Le Pôle Santé et Sécurité des Soins du Médiateur de la République, depuis sa création en janvier 2009, a pu recueillir de nombreux témoignages qui donnent à penser que les principales dispositions de la loi du 22 avril 2005 sur la fin de vie sont restées peu connues ou mal comprises.
Une enquête réalisée en 2007 et 2008 auprès de 604 professionnels de santé et de 18 bénévoles intervenant en milieu hospitalier, pour le compte de l'Espace Éthique de l'AP-HP de Paris (Assistance publique-Hôpitaux de Paris), le confirme.

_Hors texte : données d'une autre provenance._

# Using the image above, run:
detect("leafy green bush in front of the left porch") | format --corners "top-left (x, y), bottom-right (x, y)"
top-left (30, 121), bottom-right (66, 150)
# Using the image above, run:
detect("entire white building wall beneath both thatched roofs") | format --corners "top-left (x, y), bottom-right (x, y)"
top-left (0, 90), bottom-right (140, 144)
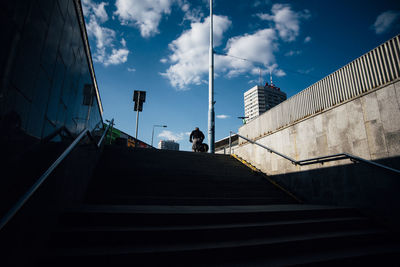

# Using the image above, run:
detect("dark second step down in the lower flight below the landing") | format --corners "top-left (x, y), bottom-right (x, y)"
top-left (51, 217), bottom-right (374, 248)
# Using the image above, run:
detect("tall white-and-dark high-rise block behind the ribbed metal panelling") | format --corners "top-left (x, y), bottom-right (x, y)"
top-left (244, 82), bottom-right (286, 121)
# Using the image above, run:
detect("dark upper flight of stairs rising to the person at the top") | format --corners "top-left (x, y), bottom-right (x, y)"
top-left (87, 146), bottom-right (296, 205)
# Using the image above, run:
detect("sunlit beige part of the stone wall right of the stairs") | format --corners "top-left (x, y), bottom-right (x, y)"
top-left (235, 80), bottom-right (400, 175)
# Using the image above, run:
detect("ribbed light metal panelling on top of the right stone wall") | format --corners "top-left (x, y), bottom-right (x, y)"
top-left (261, 35), bottom-right (400, 130)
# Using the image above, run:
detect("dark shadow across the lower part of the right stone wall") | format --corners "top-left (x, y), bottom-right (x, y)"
top-left (270, 157), bottom-right (400, 231)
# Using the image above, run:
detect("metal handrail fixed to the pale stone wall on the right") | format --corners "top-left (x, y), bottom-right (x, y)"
top-left (229, 131), bottom-right (400, 174)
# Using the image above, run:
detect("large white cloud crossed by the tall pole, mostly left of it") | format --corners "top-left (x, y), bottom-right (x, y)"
top-left (161, 15), bottom-right (231, 90)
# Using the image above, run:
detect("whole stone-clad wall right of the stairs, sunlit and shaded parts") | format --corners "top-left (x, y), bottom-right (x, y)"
top-left (235, 80), bottom-right (400, 228)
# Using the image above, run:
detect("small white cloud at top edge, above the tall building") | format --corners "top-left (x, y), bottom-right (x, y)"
top-left (256, 4), bottom-right (310, 42)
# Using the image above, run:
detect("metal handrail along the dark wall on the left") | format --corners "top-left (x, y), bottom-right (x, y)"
top-left (0, 119), bottom-right (114, 231)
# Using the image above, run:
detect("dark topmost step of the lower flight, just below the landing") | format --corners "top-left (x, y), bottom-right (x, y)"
top-left (60, 204), bottom-right (360, 227)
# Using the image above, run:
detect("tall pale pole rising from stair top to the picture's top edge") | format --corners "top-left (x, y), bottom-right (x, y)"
top-left (208, 0), bottom-right (215, 154)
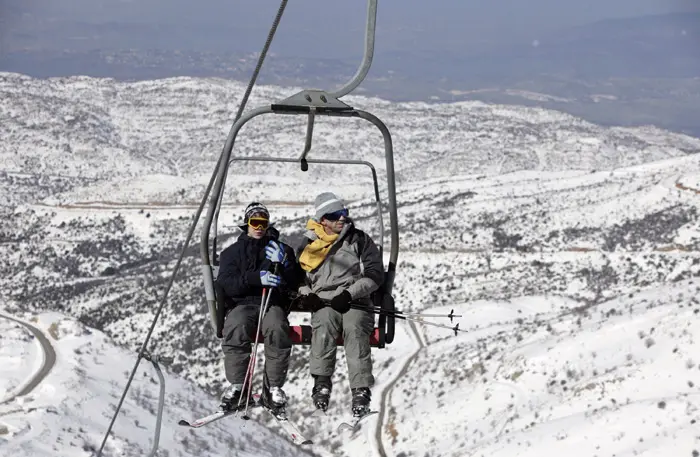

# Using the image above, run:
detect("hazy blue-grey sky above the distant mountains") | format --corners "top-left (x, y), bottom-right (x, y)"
top-left (0, 0), bottom-right (700, 57)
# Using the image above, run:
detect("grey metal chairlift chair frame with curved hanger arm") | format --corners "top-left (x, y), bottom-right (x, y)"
top-left (200, 0), bottom-right (399, 348)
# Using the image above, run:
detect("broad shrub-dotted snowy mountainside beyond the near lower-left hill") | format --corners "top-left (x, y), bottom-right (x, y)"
top-left (0, 74), bottom-right (700, 457)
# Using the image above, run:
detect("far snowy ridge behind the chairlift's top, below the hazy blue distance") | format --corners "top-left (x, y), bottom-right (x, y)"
top-left (0, 73), bottom-right (700, 208)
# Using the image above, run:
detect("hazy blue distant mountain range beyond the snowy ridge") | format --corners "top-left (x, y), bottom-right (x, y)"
top-left (0, 13), bottom-right (700, 136)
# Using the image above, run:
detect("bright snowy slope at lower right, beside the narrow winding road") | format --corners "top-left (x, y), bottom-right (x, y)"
top-left (386, 279), bottom-right (700, 457)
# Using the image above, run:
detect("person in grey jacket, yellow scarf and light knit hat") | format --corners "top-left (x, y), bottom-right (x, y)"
top-left (298, 192), bottom-right (384, 417)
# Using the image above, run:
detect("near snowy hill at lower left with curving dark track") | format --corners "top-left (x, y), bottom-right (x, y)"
top-left (0, 313), bottom-right (308, 457)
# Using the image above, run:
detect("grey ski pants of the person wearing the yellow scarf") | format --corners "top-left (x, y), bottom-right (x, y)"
top-left (309, 306), bottom-right (374, 389)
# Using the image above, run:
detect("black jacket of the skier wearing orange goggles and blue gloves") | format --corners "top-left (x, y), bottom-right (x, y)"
top-left (216, 227), bottom-right (303, 307)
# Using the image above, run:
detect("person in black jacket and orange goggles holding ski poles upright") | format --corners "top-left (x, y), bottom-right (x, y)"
top-left (217, 202), bottom-right (301, 411)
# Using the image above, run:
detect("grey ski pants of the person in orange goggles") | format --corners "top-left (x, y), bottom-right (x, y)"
top-left (221, 305), bottom-right (292, 387)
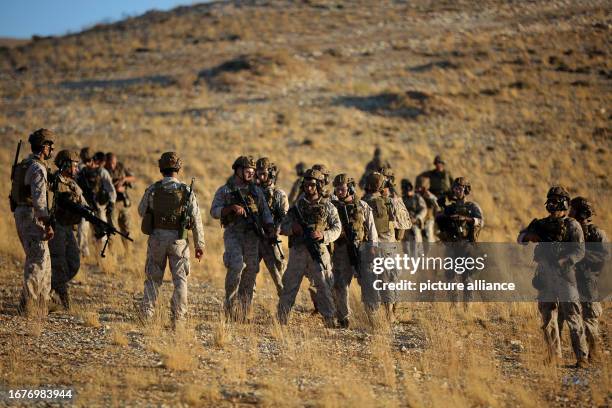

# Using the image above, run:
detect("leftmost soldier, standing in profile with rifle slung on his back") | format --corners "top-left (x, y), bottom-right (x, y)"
top-left (10, 129), bottom-right (55, 314)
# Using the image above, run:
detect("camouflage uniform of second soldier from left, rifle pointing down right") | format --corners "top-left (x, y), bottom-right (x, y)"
top-left (49, 164), bottom-right (87, 308)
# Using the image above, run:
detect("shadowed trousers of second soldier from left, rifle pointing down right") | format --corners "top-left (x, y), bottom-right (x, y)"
top-left (49, 224), bottom-right (81, 294)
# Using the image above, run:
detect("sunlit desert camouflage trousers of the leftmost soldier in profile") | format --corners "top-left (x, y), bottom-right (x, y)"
top-left (14, 206), bottom-right (51, 303)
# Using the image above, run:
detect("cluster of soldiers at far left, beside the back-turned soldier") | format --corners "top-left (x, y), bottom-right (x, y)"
top-left (10, 129), bottom-right (135, 312)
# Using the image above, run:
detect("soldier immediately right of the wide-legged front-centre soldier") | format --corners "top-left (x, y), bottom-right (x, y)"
top-left (332, 174), bottom-right (378, 328)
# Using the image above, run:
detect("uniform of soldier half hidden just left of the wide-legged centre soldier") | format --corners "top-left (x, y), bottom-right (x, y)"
top-left (259, 185), bottom-right (289, 296)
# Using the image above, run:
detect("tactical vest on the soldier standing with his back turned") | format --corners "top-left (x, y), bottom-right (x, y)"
top-left (152, 181), bottom-right (187, 231)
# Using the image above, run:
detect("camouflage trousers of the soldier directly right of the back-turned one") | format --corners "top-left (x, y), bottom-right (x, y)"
top-left (223, 227), bottom-right (260, 319)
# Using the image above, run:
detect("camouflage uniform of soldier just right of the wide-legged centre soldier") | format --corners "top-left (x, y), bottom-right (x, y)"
top-left (332, 196), bottom-right (378, 325)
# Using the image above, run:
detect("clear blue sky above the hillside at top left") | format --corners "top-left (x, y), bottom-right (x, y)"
top-left (0, 0), bottom-right (195, 38)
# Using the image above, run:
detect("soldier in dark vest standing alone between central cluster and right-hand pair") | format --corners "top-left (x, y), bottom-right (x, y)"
top-left (436, 177), bottom-right (484, 302)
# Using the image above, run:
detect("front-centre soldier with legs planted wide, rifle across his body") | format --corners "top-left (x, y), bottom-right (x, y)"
top-left (278, 169), bottom-right (342, 327)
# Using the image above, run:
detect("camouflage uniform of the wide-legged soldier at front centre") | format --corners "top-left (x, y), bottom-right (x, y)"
top-left (278, 194), bottom-right (342, 325)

Spontanément, 46 % des personnels soignants ont déclaré connaître la loi. Mais après une interrogation plus précise :
22 % savent qu'il existe une interdiction d'obstination déraisonnable (en savoir plus),
12 % savent que la volonté des patients doit être respectée (en savoir plus),
9 % savent qu'est mise en valeur la notion de personne de confiance (en savoir plus),
5 % savent qu'est prônée la collégialité des décisions (en savoir plus),
A la lumière de ce sondage et des témoignages qu'il reçoit, Jean-Paul Delevoye, Médiateur de la République, souhaiterait que les personnels travaillant dans des services de réanimation et de néonatologie aient une meilleure connaissance de la loi et que les personnels soignants (infirmières et cadres de santé) soient généralement plus au fait de la législation relative à la fin de vie que les médecins, les premiers bénéficiant de formations spécifiques.